134. The Small-Customer, Small-Order “Lollapalooza Effect”

Lollapalooza Effect: (A Charlie Munger term) When multiple cognitive biases reinforce one another within a group, irrational beliefs will take over.   

THE PROBLEM WITH SMALL CUSTOMERS WITH UNPROFITABLE, AVERAGE-ORDER SIZES

When distributors create a Cost-to-ServE (CTS) model to estimate and rank customers by net-profitability, there are typically two, customer-group shocks:

  • Some big-margin-dollar customers are big losers. Their many small-dollar orders and/or line-item picks total eat more CTS dollars (CTS$s) than their Gross Profit dollars (GP$s).
  • And, 40 to 80% of all customers are small with small, average-order sizes. Their CTS$S also exceed their GP$s.  

Warning! You can rapidly increase Small-Losers with a web-site marketing effort that wins new customers with terms that don’t insure enough GP$s per order.   

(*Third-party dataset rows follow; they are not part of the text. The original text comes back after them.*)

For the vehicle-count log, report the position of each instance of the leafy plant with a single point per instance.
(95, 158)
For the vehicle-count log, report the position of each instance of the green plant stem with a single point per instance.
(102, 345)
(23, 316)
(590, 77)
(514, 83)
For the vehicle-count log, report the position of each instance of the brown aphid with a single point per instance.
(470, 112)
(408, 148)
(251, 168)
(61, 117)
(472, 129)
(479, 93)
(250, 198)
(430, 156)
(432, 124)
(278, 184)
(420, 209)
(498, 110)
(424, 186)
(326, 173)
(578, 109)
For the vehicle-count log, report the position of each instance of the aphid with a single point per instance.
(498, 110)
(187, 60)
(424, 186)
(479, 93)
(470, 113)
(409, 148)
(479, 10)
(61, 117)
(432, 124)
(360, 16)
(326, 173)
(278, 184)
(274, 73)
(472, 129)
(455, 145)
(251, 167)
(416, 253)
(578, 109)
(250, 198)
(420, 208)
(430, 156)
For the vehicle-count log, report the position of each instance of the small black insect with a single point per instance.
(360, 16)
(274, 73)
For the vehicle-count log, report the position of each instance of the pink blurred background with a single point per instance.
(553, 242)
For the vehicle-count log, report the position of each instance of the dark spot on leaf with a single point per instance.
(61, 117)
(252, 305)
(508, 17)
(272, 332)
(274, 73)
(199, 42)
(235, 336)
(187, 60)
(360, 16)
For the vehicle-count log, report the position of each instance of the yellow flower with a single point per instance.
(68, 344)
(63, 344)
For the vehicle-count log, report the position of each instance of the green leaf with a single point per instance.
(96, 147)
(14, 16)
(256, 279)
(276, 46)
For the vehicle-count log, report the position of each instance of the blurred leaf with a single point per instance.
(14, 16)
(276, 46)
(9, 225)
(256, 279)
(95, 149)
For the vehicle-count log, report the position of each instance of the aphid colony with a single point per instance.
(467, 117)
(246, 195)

Case example: a big distribution chain got these web-selling results: popped company sales by 8%; while customer and transaction counts doubled! So, 80% of all customers generated only 5% of the GP$s on 25% of all transactions. The new CTS-model verdicts:

  • The Web Division was a net-loser
  • Traditional distributor fulfillment costs exceed Amazon’s.   

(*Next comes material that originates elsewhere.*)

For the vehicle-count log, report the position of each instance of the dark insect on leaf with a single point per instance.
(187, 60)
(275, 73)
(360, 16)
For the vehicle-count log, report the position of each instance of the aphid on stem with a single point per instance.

THE LOLLAPALOOZA DENIAL REACTION  

The model stinks! Change it to turn little losers into winners. But, if 100% of operational costs are in the CTS model, then costs shift to turn other accounts into losers.

So, kill the CTS model and return to the traditional, data-free, Lollapalooza Belief-Bundle that includes:  

  1. All sales and margin dollars are equally good (irrespective of related CTS)
  2. All costs are fixed in the moment, we can always take one more order (or thousands) without hiring any more CTS fulfillment people or reinventing CTS like Amazon.      
  3. All new sales/margin dollars grow: economies of scale; profits; and rebates!
  4. Reps don’t like to see commissionable accounts as net-profit losers. Pretend they aren’t; be happy!  
  5. Win more customers (of any size, kind) to replace defections and deaths to support 1-4.
  6. Little losers will grow into big profitable accounts.
  7. Little losers have higher average GP% which makes them (more) profitable.
  8. Everyone we listen to in the industry shares these beliefs (confirmation bias?). Stick with the herd!
  9. And, we’re doing OK financially. More volume will win.   

OR?

Discuss belief blind-spots. Test them against statistical analytics. The opportunity costs of being distracted by burgeoning, Small-Order Busy-ness? Could you grow faster and more profitably by super-focusing on and better partnering the biggest, profitable, growing accounts? Using what buying statistics to spot lose-lose activity costs to fix?